Warning - this is sappy.Oh dear. My very first Mother's Day as a mother, and I turn out to be a Jewish mother. You know:
MOSES' JEWISH MOTHER:
"That's a good story! Now tell me where you've really been for the last forty years."
OR
Is one Nobel Prize
so much to ask from a child
after all I've done?
But stereotypes aside, where should we look for models of Jewish motherhood?
Hannah wept for children - this Jewish Wanna-B-Ima is the basis for tefillah. Chava, "Life" herself, Introduced motherhood, with its attendant pain - both birth itself, and the pain of watching your children do things outside your control. Devorah, Rivka's beloved nurse, is a model for adoptive mothers.
Although the mothers in the Tanakh are all different, all with their own charms and foibles, their different relationships to HaShem, they have one thing in common - they are defined in the text by their relationships to others - fathers, sisters, husbands, children.

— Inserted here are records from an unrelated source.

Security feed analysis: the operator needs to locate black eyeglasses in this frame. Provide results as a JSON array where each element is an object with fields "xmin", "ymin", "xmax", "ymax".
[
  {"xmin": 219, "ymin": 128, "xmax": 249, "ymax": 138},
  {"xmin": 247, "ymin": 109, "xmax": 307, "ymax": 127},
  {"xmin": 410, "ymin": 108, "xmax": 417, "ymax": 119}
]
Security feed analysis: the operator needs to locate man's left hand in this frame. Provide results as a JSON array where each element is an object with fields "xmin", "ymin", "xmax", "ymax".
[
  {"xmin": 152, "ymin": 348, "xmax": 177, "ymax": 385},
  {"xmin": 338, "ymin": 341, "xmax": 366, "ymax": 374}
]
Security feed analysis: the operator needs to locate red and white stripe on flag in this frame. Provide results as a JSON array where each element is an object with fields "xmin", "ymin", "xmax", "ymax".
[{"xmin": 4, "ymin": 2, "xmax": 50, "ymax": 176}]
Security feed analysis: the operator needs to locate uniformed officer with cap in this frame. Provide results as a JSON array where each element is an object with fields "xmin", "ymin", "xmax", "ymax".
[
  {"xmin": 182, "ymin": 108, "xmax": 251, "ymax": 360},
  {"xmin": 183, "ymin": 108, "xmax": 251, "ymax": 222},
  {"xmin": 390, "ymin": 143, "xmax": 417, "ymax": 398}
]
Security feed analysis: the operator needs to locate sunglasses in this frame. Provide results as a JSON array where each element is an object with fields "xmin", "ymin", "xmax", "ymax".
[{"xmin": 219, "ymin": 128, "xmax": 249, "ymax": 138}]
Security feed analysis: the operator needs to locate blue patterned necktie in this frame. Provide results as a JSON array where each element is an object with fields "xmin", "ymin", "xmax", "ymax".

For a contemporary woman, this is problematic. We are individuals, we have opinions and knowledge and skills, and want to find models for ourselves and our own lives when we look to the tradition. But, although I love my job, my friends, my community, I find more and more that what centers me in the world these days is coming home to my (
irascible often righteously indignant, wonderful) husband, my beautiful, perfect, snuggly son. I imagine in the future, as he grows up, and I move through different stages of my life, this will change again. But for now, I am actually quite happy to think of myself as a Jewish mother, much like my ancestors.